You can understand why the Albanian Kosovars didn't like the guy (Milosevic). He was basically trying to outlaw and criminalize every aspect of their culture: rape, murder, poisoning wells, white slavery, narcotics trafficking, brutalizing other ethnic groups, international traffic in stolen automobiles and other vehicles....
And oh, that's right, about a thousand bodies have been found in Serbia where Milosevic's henchmen tried to hide them from the forensic teams - the number 10,000 still stands as the best estimate for K-Albanians killed by Serbs because the Serbs have never come clean as to what their Army and Paramilitaries did with their victims.
So yeah, while our intervention made matters one hell of a lot worse for Serb Nationalists, they just don't matter one hell of a lot, so what's your point?
Primarily AFTER observers were withdrawn prior to the attacks, exactly as intelligence had predicted. And despite claims to the contrary, Milosevic was willing to accept peacekeepers, which would have prevented that violence.
And oh, that's right, about a thousand bodies have been found in Serbia where Milosevic's henchmen tried to hide them from the forensic teams - the number 10,000 still stands as the best estimate for K-Albanians killed by Serbs because the Serbs have never come clean as to what their Army and Paramilitaries did with their victims.

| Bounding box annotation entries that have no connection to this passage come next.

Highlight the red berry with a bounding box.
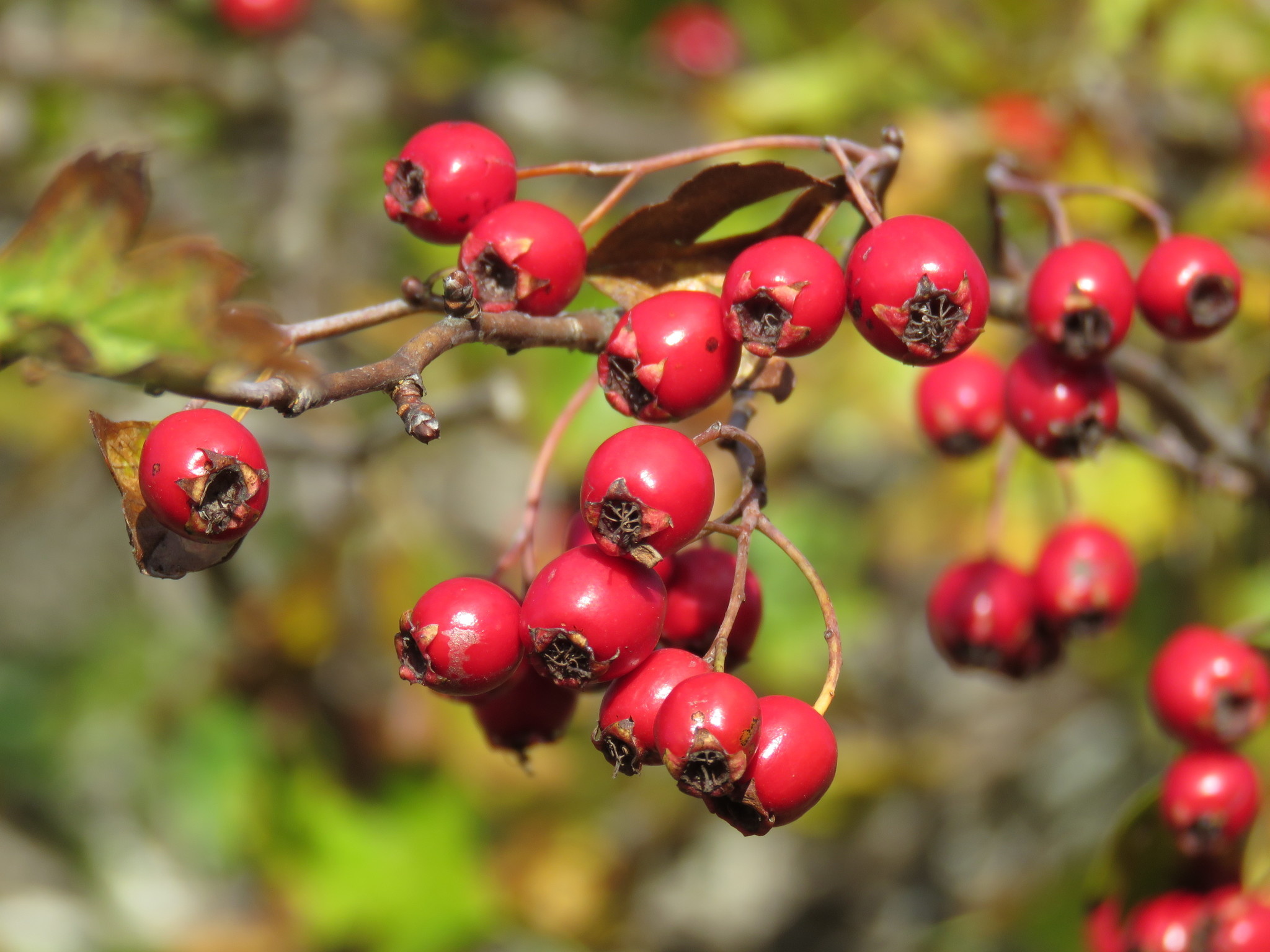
[917,353,1006,456]
[722,235,847,356]
[1206,892,1270,952]
[846,214,988,364]
[653,671,760,797]
[653,4,740,77]
[706,694,838,837]
[926,558,1060,678]
[383,122,515,245]
[473,664,578,760]
[521,546,665,688]
[216,0,309,35]
[458,202,587,317]
[395,578,522,697]
[1137,235,1243,340]
[1028,239,1134,361]
[600,291,740,420]
[1006,344,1120,459]
[1149,625,1270,747]
[1160,750,1261,855]
[1085,899,1127,952]
[580,426,714,565]
[138,408,269,542]
[1032,522,1138,637]
[1126,891,1208,952]
[590,647,710,777]
[662,545,763,668]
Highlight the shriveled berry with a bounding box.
[1028,239,1134,361]
[590,647,710,777]
[216,0,309,37]
[662,545,763,668]
[395,578,523,697]
[1206,892,1270,952]
[1085,899,1128,952]
[926,558,1062,678]
[917,353,1006,456]
[653,4,740,77]
[383,122,515,245]
[706,694,838,837]
[1006,344,1120,459]
[580,426,714,565]
[722,235,847,356]
[458,202,587,317]
[1126,891,1208,952]
[1137,235,1243,340]
[138,407,269,542]
[654,671,762,797]
[846,214,988,364]
[521,546,665,688]
[1148,625,1270,747]
[1160,750,1261,855]
[473,663,578,760]
[1032,521,1138,637]
[598,291,740,421]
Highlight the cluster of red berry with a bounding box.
[396,426,837,834]
[1086,625,1270,952]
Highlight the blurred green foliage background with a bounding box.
[7,0,1270,952]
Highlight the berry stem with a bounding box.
[703,496,762,671]
[983,428,1020,556]
[493,373,598,585]
[757,515,842,715]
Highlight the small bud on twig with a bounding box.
[390,374,441,443]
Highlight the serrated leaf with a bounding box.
[587,161,846,307]
[87,410,241,579]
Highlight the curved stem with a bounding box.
[494,373,597,585]
[738,514,842,715]
[704,499,762,671]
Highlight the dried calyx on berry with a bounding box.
[138,407,269,542]
[579,426,714,566]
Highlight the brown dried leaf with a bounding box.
[87,410,241,579]
[0,151,150,259]
[587,162,846,307]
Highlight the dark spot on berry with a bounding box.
[1186,274,1240,327]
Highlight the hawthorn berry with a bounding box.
[1032,522,1138,637]
[590,647,710,777]
[926,558,1060,678]
[1160,750,1261,855]
[383,122,515,245]
[1124,890,1208,952]
[1006,343,1120,459]
[1206,892,1270,952]
[1028,239,1134,361]
[473,663,578,760]
[917,353,1006,456]
[653,4,740,79]
[662,544,763,666]
[580,426,714,565]
[395,578,523,697]
[705,694,838,837]
[653,671,761,797]
[1137,235,1243,340]
[722,235,847,356]
[137,407,269,542]
[600,291,740,421]
[1148,625,1270,747]
[1083,899,1127,952]
[216,0,309,37]
[458,202,587,317]
[846,214,988,364]
[521,546,665,688]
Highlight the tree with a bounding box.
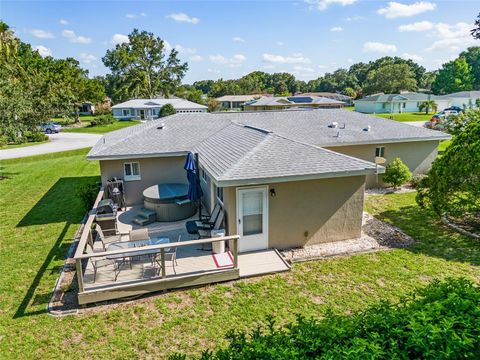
[363,64,417,95]
[471,14,480,40]
[432,57,473,94]
[382,158,412,189]
[418,100,438,114]
[416,114,480,217]
[102,29,188,98]
[158,104,177,117]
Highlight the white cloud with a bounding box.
[189,55,203,61]
[377,1,437,19]
[330,26,343,32]
[402,53,423,62]
[80,53,97,64]
[262,53,310,64]
[427,22,475,51]
[208,54,247,67]
[33,45,52,57]
[305,0,357,11]
[167,13,200,24]
[110,34,129,45]
[62,30,92,44]
[30,29,54,39]
[125,12,147,19]
[363,41,397,54]
[398,21,433,32]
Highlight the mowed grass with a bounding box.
[62,120,140,134]
[0,150,480,359]
[371,112,433,122]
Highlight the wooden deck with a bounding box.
[76,202,290,304]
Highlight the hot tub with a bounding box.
[143,183,197,221]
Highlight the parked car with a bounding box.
[443,106,463,113]
[40,122,62,134]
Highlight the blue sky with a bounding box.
[0,0,480,83]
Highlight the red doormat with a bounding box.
[212,251,233,269]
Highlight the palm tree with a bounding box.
[418,100,438,114]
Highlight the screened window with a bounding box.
[123,162,141,181]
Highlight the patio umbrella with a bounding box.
[183,152,203,220]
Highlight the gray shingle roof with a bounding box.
[88,109,449,182]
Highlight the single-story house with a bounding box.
[112,97,207,120]
[244,96,345,111]
[295,92,353,106]
[215,94,264,110]
[87,109,449,252]
[355,92,450,114]
[440,91,480,109]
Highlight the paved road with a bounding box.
[404,121,425,127]
[0,133,102,160]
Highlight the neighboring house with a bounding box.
[87,109,450,252]
[244,96,345,110]
[215,94,264,110]
[440,91,480,109]
[112,98,207,120]
[295,92,353,106]
[355,92,450,114]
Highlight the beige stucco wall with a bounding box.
[224,176,365,249]
[327,140,439,187]
[100,156,187,205]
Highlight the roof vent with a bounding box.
[328,121,338,129]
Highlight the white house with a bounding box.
[441,91,480,109]
[112,98,207,120]
[355,92,450,114]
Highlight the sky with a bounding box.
[0,0,480,83]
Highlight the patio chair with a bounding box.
[198,211,225,239]
[95,224,122,251]
[185,203,222,235]
[129,228,150,241]
[86,243,121,283]
[155,235,182,274]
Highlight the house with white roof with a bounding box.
[87,109,450,252]
[355,92,450,114]
[112,97,207,120]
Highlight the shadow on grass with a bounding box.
[376,205,480,265]
[14,176,98,318]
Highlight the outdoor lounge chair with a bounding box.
[95,224,122,251]
[198,211,225,238]
[185,203,222,235]
[155,235,182,274]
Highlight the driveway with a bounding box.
[0,132,102,160]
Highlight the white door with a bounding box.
[237,187,268,252]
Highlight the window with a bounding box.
[200,169,208,184]
[375,146,385,157]
[123,162,141,181]
[217,187,223,204]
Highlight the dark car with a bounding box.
[443,106,463,112]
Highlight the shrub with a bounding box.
[90,114,117,126]
[171,278,480,360]
[158,104,177,117]
[77,183,99,211]
[383,158,412,189]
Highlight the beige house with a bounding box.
[87,109,449,252]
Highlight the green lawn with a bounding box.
[62,120,140,134]
[0,150,480,360]
[371,112,433,122]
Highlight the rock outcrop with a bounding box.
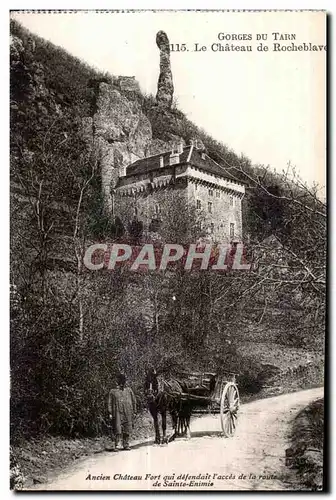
[83,82,152,212]
[156,31,174,109]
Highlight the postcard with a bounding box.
[10,10,328,492]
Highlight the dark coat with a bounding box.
[108,387,136,434]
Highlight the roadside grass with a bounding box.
[286,398,324,491]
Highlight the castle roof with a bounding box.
[126,145,243,184]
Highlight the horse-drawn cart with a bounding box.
[172,372,240,437]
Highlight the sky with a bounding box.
[14,11,326,186]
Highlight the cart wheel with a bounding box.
[220,382,239,437]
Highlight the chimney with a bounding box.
[169,143,183,165]
[118,165,126,177]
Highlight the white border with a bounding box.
[0,0,336,499]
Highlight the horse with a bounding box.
[144,368,191,444]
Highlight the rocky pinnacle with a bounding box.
[156,31,174,109]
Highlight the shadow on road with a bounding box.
[191,431,223,439]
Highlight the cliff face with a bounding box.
[84,82,152,213]
[156,31,174,109]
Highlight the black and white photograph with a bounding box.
[9,8,328,493]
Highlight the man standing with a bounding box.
[108,374,136,450]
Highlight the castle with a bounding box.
[111,140,245,243]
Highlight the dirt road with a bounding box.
[30,388,323,491]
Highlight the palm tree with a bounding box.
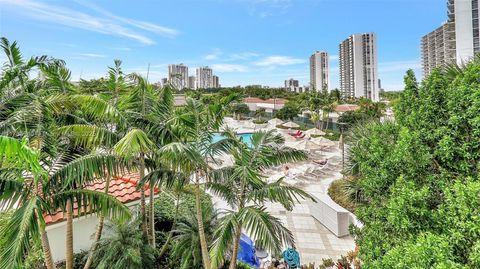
[171,203,217,269]
[93,220,155,269]
[160,95,238,269]
[207,131,311,269]
[0,136,130,269]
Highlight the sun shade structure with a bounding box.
[237,233,260,268]
[293,140,322,150]
[305,128,325,135]
[312,137,337,147]
[268,118,284,126]
[282,121,300,128]
[283,248,300,268]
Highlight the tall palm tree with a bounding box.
[171,203,218,269]
[0,39,135,268]
[63,66,178,251]
[207,131,311,269]
[90,220,155,269]
[160,95,238,269]
[0,136,130,269]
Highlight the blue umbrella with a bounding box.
[237,233,260,268]
[283,248,300,268]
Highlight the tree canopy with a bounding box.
[347,59,480,268]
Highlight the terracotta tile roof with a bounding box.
[44,173,160,225]
[243,97,288,105]
[335,104,360,112]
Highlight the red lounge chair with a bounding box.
[313,159,328,165]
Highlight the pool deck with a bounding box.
[213,118,355,266]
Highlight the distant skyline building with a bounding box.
[168,64,188,90]
[212,75,220,88]
[310,51,330,91]
[284,78,300,92]
[188,76,196,89]
[339,33,380,102]
[196,66,213,89]
[160,78,168,86]
[421,0,480,77]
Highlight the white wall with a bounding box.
[46,202,140,262]
[46,215,98,262]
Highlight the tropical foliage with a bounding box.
[207,131,309,269]
[348,59,480,268]
[0,38,307,269]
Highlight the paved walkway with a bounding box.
[266,202,355,265]
[214,120,355,266]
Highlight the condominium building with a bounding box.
[339,33,380,101]
[212,75,220,88]
[188,76,196,89]
[160,78,168,87]
[168,64,188,90]
[196,66,213,89]
[285,78,300,92]
[310,51,330,91]
[421,0,480,76]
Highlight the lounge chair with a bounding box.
[288,130,302,136]
[313,159,328,165]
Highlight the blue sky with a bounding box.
[0,0,446,90]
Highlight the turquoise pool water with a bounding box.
[213,133,253,147]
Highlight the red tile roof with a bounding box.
[243,97,288,105]
[44,173,160,225]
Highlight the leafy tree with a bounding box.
[159,95,238,269]
[230,103,250,118]
[347,59,480,268]
[275,102,300,120]
[93,220,155,269]
[207,131,309,269]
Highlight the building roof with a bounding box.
[335,104,360,113]
[44,173,160,225]
[243,97,288,105]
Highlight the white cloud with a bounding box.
[80,53,107,58]
[378,59,422,73]
[203,49,222,60]
[76,1,178,37]
[226,52,260,61]
[211,64,248,73]
[112,47,132,51]
[0,0,178,45]
[255,56,305,66]
[329,55,340,61]
[249,0,293,18]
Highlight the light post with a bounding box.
[337,122,347,175]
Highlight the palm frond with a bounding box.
[0,196,41,269]
[238,206,295,253]
[114,128,155,157]
[0,167,26,209]
[139,167,184,188]
[247,178,314,211]
[51,189,131,222]
[159,142,207,171]
[57,124,119,148]
[46,154,131,191]
[0,136,45,176]
[0,37,23,68]
[70,94,125,122]
[210,213,239,268]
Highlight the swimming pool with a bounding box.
[212,133,253,147]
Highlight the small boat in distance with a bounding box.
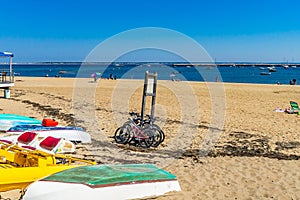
[23,164,181,200]
[268,66,277,72]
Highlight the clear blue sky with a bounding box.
[0,0,300,62]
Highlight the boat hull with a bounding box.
[0,114,42,131]
[24,164,181,200]
[0,164,78,192]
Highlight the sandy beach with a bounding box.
[0,77,300,199]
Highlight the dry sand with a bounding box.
[0,77,300,199]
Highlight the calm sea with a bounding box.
[0,63,300,84]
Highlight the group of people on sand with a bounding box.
[290,78,296,85]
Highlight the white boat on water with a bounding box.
[23,164,181,200]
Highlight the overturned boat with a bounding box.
[6,124,92,143]
[24,164,181,200]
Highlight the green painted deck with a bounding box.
[43,164,176,186]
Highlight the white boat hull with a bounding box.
[23,180,181,200]
[8,130,92,143]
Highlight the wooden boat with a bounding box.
[2,124,92,143]
[24,164,181,200]
[0,142,95,192]
[0,114,42,131]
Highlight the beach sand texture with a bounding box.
[0,77,300,199]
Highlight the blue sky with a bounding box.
[0,0,300,62]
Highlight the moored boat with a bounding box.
[0,114,42,131]
[0,142,96,192]
[2,124,91,143]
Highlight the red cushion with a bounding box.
[40,136,61,151]
[42,119,58,126]
[18,132,37,144]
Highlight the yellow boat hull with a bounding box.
[0,164,82,192]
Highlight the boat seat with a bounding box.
[39,136,62,151]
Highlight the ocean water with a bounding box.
[0,63,300,84]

And we have the many atrocities and provocations of the Albanians against the Serbs, which continued after the intervention to the point where there are very few Serbs left in Kosovo today. So this was a nasty little civil war, but Clinton and Blair intervened on one side, using lies and exaggerations to justify intervention into what was essential a low-grade conflict.
Stop
End
No further debate is possible without lying, so spare yourself the indignity of travelling down that well worn path.
We do have many atrocities and crimes agains the Serbs, but they are outweighed by those carried out by the Serbs under Slobo.
Pragmatism is a bitch, isn't it?
Nice try, but we've dealt with your B.S. before, it's just drier now. The historical evidence is quite clear - Kosovo was a low-grade civil war made worse, not better, by intervention. You can impress yourself all you want here, but you're an audience of one (maybe two if Torie is lurking about).
Yes, and always as effectively as you just have here - by retreating into demonstrably false dogma.
Get a clue already - it was all "Everything's gonna change once Clinton's gone" wasn't it?
But as far as our Balkan policy, nothing's really changed, has it?
Think you can figure that one out Sparky?